RÉFÉRÉS SUSPENSIONS AU CONSEIL D’ÉTAT CE MATIN POUR FAIRE STOPPER 3 RÉACTEURS NUCLÉAIRES

referesL’Observatoire du nucléaire a déposé ce matin devant le Conseil d’État trois référés-suspensions pour faire annuler les autorisations de redémarrage de trois réacteurs nucléaires : Dampierre3 (relancé depuis mardi), Gravelines2 et Tricastin3 (relances prévues ce jour).
Ces autorisations ont été accordées à EDF de façon irresponsable par l’Autorité de sureté nucléaire : les réacteurs concernés sont en effet dotés de générateurs de vapeur défectueux, comportant en particulier des défauts et des zones de concentration en carbone nettement supérieure à la limite de 0,22% usuellement exigée.

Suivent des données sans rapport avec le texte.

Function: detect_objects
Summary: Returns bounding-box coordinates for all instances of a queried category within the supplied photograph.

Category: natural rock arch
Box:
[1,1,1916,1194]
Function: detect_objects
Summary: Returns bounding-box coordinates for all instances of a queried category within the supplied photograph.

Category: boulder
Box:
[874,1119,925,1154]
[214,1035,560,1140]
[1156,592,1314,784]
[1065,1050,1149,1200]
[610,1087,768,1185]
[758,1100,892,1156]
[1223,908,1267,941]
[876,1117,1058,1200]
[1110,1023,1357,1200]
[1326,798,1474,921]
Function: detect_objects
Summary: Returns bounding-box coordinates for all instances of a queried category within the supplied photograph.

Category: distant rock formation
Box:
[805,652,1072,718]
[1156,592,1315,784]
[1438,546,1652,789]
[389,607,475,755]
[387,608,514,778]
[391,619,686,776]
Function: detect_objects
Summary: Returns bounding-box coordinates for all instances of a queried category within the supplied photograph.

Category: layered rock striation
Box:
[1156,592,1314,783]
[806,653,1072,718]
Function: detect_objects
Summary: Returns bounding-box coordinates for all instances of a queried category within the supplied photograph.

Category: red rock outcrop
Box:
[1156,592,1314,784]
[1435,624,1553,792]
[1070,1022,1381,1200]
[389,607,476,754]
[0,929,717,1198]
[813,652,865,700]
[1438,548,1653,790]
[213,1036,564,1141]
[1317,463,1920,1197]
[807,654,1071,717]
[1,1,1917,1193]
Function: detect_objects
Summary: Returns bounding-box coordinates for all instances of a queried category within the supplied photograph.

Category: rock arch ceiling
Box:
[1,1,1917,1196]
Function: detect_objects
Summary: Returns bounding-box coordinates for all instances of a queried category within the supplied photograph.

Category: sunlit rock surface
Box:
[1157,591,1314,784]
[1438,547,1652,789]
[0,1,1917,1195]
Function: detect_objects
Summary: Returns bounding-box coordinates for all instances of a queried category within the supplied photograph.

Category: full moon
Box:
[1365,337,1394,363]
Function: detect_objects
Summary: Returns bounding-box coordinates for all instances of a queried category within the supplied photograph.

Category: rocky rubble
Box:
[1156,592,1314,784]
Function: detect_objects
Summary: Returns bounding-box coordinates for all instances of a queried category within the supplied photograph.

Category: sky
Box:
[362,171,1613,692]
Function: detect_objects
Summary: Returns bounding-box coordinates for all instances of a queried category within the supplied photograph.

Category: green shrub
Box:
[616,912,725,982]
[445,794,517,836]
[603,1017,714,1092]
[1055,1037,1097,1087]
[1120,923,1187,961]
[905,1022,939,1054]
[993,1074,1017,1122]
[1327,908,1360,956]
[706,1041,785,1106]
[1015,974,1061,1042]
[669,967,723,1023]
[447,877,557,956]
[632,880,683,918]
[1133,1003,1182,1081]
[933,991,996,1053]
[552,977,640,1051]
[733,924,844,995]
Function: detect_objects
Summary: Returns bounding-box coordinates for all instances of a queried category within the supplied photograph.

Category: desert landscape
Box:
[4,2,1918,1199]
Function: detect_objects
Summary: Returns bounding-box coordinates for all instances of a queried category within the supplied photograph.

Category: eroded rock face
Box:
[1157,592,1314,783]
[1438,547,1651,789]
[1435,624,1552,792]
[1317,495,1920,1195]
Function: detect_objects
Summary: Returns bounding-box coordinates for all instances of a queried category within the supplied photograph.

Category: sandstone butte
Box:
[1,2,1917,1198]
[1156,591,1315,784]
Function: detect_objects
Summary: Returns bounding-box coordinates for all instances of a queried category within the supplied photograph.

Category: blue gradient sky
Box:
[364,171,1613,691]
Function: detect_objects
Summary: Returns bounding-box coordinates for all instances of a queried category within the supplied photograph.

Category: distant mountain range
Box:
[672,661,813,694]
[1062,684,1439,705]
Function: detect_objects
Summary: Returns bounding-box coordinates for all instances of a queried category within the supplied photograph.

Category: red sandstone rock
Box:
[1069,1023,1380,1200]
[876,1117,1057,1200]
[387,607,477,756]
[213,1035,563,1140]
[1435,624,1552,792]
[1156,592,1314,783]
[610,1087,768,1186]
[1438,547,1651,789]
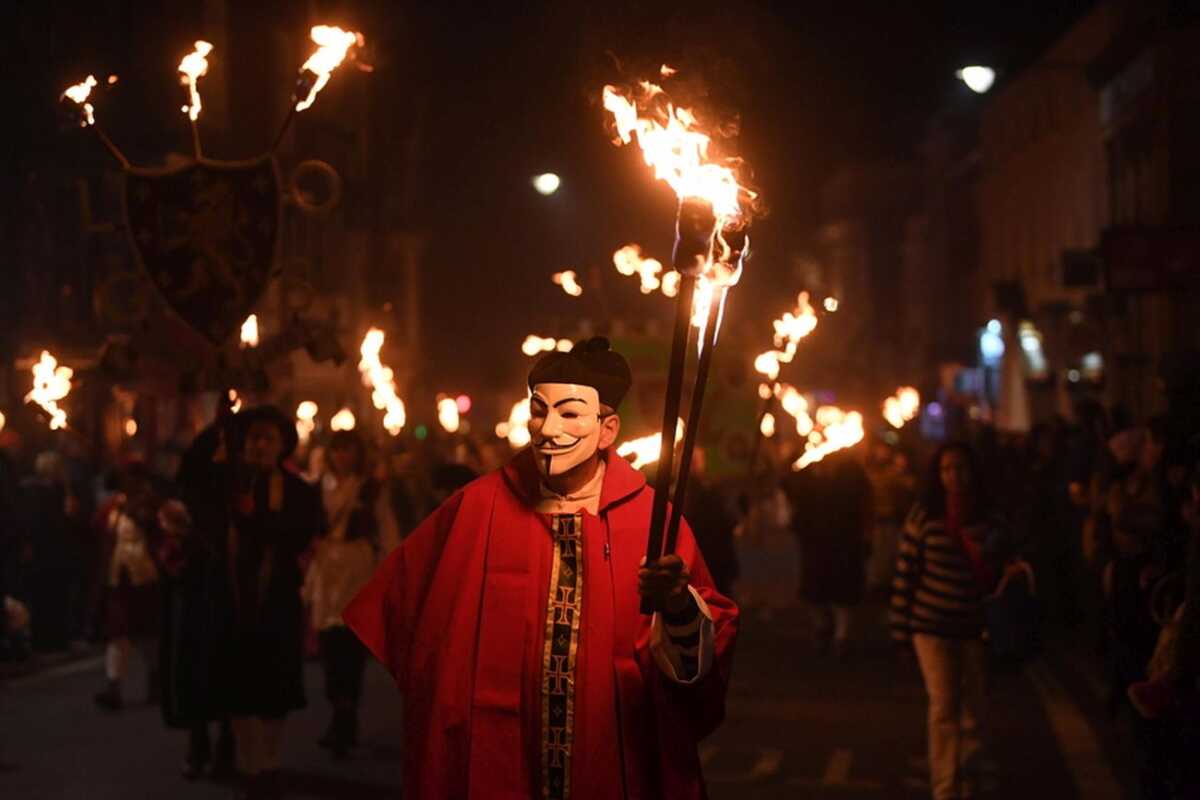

Pour mémoire, depuis avril 2015, les révélations se multiplient concernant des pièces mal fabriquées par Areva au Creusot et par le japonais Japan Casting & Forging Corp (JCFC). Outre la question cruciale de la cuve du réacteur EPR en construction à Flamanville (Manche), il est apparu que de nombreux réacteurs actuellement en service sont dotés de générateurs de vapeur non conformes, susceptibles de rompre et de causer une catastrophe nucléaire.
Il faut en effet savoir que la rupture de la cuve ou d’un générateur de vapeur est dite « exclue » des règles de sûreté, ce qui signifie qu’elle ne doit surtout pas se produire : il n’existe alors aucune parade. Il est donc totalement irresponsable de faire fonctionner des réacteurs dotés de générateurs de vapeurs non conformes, qui plus est avec des consignes qui relèvent d’un étrange bricolage, EDF étant priée de bien vouloir mettre en œuvre :

des « mesures compensatoires », par exemple faire en sorte que le réacteur ne s’échauffe ou ne se refroidisse pas trop vite. C’est comme si l’on autorisait l’utilisation d’une voiture délabrée en demandant au conducteur de ne pas trop accélérer ni freiner.
des « dispositions complémentaires », par exemple « le renforcement de la surveillance exercée par l’équipe de conduite« , pour éviter autant que faire se peut les situations dans lesquelles les « mesures compensatoires » ne pourraient être respectées, comme  « le redémarrage d’une pompe primaire à la suite d’une ouverture intempestive d’une vanne« . Cette fois, il s’agit de faire en sorte qu’aucun automobiliste ou obstacle sur la route n’oblige à accélérer ou freiner de façon trop appuyée par rapport à ce que peut supporter la voiture… sauf qu’ici il s’agit d’une centrale nucléaire !
Faut-il croire que « la surveillance exercée par l’équipe de conduite » est habituellement laxiste ? De toute façon, comme le dit si bien EDF, « le risque zéro n’existe pas » : un dysfonctionnement technique ou une erreur humaine est toujours possible, et de l’eau froide ou chaude peut à tout moment être déversée dans le générateur de vapeur, causant un « choc thermique » à même d’entrainer la rupture de l’acier.
L’Observatoire du nucléaire demande donc au Conseil d’État de contraindre l’ASN à respecter… ses propres directives, au lieu de céder à la pression d’EDF qui, confrontée au délabrement de son parc nucléaire, importe actuellement de grandes quantités d’électricité : pour des raisons purement comptables, EDF exige la remise en route de réacteurs non conformes au mépris de la sécurité de la population.
Qui plus est, l’ASN n’assume pas ses actes et bafoue les droits des associations et des citoyens en ne publiant pas les autorisations de redémarrage des réacteurs : cette opacité injustifiable semble avoir pour but de compliquer la contestation de ces autorisations devant la justice administrative, l’Observatoire du nucléaire étant contraint d’attaquer des « décisions non publiées« .
De façon générale, cette affaire illustre l’impasse dans laquelle se trouve la France avec son parc nucléaire surdimensionné et délabré, et dont les réacteurs vont être de plus en plus souvent défaillants : au risque d’accident grave s’ajoute celui de la pénurie, car aucune alternative n’a été prévue.
Depuis des semaines, c’est l’Allemagne, avec ses centrales électriques au charbon si décriées et ses parcs éoliens, qui exporte de grandes quantités d’électricité et permet à la France de se chauffer. Mais cette situation ne pourra se prolonger éternellement : que la pénurie se produise cette année ou dans les années à venir, la France est piégée par son industrie nucléaire.